Adam's role as backing guitarist should not be overlooked, quite often given instructions of how a song should sound he managed each time to provide great backing. For "Muddy Waters", a favourite of Shelly's Grandmother he was able to provide a gentle background that let Shelly lay down a big bluesy vocal. The "Buffalo" album continued to be the source of the opening material, with her version of "Mississippi Turnpike", the first single from the album, with its modern country chorus sounding more like a pop classic in an excellent version.

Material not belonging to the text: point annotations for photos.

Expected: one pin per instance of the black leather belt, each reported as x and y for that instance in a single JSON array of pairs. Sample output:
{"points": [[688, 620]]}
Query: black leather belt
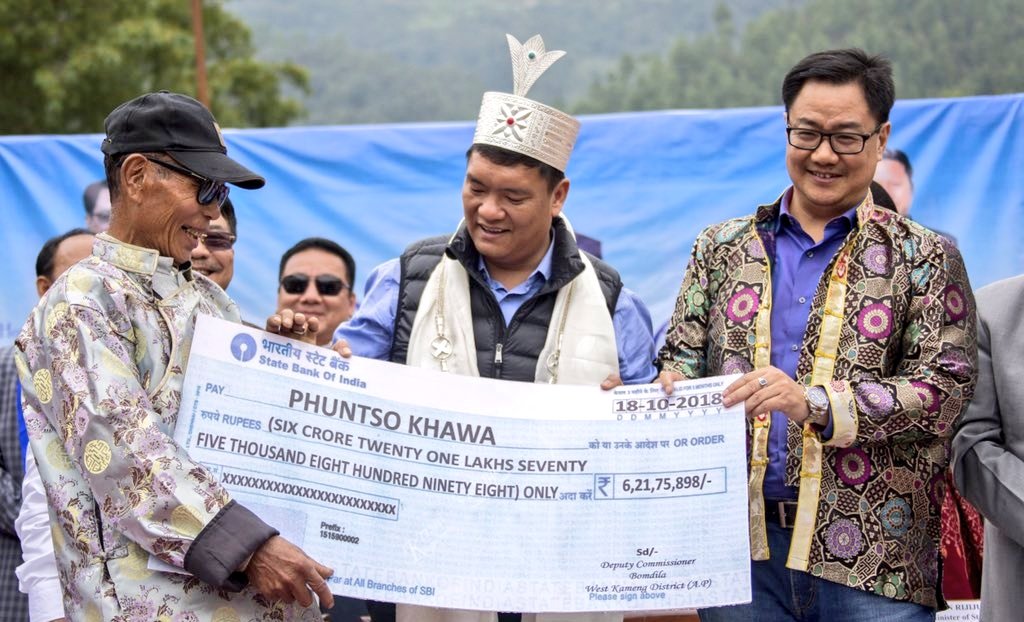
{"points": [[782, 513]]}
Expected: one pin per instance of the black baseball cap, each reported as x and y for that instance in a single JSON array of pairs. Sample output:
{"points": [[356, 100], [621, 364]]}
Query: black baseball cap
{"points": [[179, 126]]}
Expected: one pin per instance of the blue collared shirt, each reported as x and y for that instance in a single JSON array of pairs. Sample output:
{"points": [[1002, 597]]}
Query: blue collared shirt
{"points": [[796, 273], [371, 330]]}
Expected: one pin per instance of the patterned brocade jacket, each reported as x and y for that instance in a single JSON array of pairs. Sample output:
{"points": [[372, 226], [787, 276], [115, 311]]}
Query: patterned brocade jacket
{"points": [[101, 361], [891, 336]]}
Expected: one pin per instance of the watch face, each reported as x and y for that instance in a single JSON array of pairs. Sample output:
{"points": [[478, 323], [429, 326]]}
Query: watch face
{"points": [[818, 398]]}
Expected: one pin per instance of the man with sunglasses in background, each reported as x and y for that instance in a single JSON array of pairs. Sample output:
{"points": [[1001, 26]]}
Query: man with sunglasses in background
{"points": [[214, 256], [854, 330], [101, 364], [315, 278]]}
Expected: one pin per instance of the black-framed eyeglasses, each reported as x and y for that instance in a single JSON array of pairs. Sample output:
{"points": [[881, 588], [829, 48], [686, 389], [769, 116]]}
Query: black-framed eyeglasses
{"points": [[844, 143], [327, 285], [218, 241], [209, 191]]}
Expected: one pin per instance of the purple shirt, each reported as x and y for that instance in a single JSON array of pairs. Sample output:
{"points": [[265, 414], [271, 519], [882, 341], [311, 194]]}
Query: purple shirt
{"points": [[796, 273]]}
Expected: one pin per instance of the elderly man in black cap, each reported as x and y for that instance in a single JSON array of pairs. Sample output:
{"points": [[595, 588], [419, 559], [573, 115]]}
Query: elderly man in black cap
{"points": [[101, 361]]}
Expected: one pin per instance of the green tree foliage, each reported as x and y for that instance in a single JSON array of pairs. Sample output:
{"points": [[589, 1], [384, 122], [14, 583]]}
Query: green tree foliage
{"points": [[939, 48], [67, 65], [432, 59]]}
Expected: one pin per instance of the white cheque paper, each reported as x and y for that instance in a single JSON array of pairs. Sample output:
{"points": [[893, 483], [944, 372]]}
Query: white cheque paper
{"points": [[435, 489]]}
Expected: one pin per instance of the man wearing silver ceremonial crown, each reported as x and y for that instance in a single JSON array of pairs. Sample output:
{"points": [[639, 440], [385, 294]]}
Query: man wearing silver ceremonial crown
{"points": [[509, 295]]}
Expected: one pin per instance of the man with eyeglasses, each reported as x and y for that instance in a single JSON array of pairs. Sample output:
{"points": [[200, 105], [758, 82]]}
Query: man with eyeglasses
{"points": [[315, 278], [854, 330], [214, 256], [101, 364], [96, 199]]}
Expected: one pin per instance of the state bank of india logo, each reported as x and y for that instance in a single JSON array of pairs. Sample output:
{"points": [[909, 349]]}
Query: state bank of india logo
{"points": [[243, 346]]}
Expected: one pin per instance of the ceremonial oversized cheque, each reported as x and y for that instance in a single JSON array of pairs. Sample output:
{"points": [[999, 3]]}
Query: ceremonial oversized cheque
{"points": [[422, 487]]}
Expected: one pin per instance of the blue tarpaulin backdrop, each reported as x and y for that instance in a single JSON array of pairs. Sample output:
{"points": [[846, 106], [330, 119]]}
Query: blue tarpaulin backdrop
{"points": [[643, 183]]}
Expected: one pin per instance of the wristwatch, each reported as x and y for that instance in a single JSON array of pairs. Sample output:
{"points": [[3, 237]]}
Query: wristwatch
{"points": [[817, 404]]}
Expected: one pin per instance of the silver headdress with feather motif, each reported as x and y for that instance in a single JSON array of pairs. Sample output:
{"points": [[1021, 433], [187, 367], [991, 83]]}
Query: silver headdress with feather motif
{"points": [[525, 126]]}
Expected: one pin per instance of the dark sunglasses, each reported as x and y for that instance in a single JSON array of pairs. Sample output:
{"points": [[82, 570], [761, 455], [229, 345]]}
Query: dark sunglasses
{"points": [[327, 285], [209, 191], [218, 241]]}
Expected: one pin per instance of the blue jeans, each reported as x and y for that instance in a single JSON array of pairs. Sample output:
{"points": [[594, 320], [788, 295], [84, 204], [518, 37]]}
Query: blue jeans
{"points": [[781, 594]]}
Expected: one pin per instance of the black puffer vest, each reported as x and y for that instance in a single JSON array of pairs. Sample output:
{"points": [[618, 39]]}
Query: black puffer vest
{"points": [[509, 353]]}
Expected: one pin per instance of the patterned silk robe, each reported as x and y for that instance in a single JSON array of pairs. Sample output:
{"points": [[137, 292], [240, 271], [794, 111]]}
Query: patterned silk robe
{"points": [[891, 335], [101, 361]]}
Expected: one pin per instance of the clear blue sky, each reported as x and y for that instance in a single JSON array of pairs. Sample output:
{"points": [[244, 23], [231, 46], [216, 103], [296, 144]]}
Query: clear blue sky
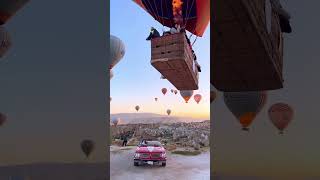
{"points": [[135, 81]]}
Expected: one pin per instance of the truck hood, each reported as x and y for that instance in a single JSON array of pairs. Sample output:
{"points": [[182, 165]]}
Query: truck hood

Shelly first broke through in 2005 and has played with many Nashville greats from Rascal Flatts to Tim McGraw, and it was her breakthrough album "Ride" that would provide some of the more country orientated material of the evening such as the next song "I Want To Love You", a much slower song, with Shelly laying down the tambourine to deliver a more considered vocal with her free hands being used to emphasise each line. It was back to "Buffalo" for "Ready To Fall", a bluesy rocker packed full of Southern references which saw Shelly clicking her fingers as she sung and then gaining a round of applause for vocalising the missing electric guitar solo - great fun which saw Adam and Shelly high five at the end, to show how well it had gone.
For the ballad "Fear Of Flying", Shelly powered out the vocals, especially on the "Fly away fly away" part of the chorus, in a great performance. The number of acoustic guitarists temporarily rose to two with the arrival of Tony Moore, which saw a slight upping of the volume for the slower blues of "Kiss Me" which created a great atmosphere. Tony's arrival allowed them ot play a new co written song "Fire Water" which was extremely promising and saw Shelly take on an almost Amy Winehouse style delivery for the verses. Having played one new song, there was scope for another newish one, as Adam returned to the stage for On The Highway" which as Shelly would say would "Take it up a notch", with Adam clearly loving the speeding up of the chorus and the opportunity to make a little more noise.
The closing numbers when they came were as special as they were different from what had proceeded them. Borrowing Tony's guitar Shelly played the final songs solo. the first "Put Yourself In My Blues" saw the already quiet Rabbit Barn drop to zero noise, even the cars outside chose not to pass as everyone intently listened to each gently picked and beautifully sung note..
Tony was brought back to the stage for the final song only to find that Shelly and he could not find a song that they both knew, and so ever the trouper Shelly took control of the situation to lay down an a capella version of "Crazy". She must have known she had chosen well, as on the mere announcement of the song she was going to sing, murmurs of approval went around the room and by the time she had finished there was a standing ovation for that performance and in appreciation of the whole set.
For Morganway, It was to be another glorious night in a quite outstanding year and being introduced as "currently the best Americana band in the UK" set the bar impressively high for them to deliver on. So far this year they have always been up for a challenge and with the assistance of Felix on sound this was to be another bravura performance.
I'm not sure i've ever heard Matt's keyboard contributions on "Devil's Canyon" forinstance, ever sound so clear, such was the clarity of the sound. The song also saw SJ regain control of the trademark Morganway tambourine while delivering the lead vocals. For "My Love Ain't Gonna Save You", SJ was also contributing on acoustic guitar and the enforced rejigging of positions to allow everyone to fit on the stage gave a rare clear sight of drummer Ed, and it was interesting to see the inventive touches he was putting in while simultaneously driving the song along to great effect, along with Nicole Terry's haunting fiddle lines and the twin vocals of SJ and Callum.
For "In A Dream"(Coming Home), the opening rhythm is cooked up by Callum and Nicole, with Callum at times precariously based under a huge overhead beam, and only a Pete Townsend leap away from a major concussion. The closing section with the five simultaneous vocals over the gentlest of guitars was a sheer joy to behold. The ability of the band to move from delicate to "rawkus" was then ably demonstrated with Keiran's intro into "Let Me Go", the song once again building to a stunning conclusion with the power of 5 voices singing at the same time.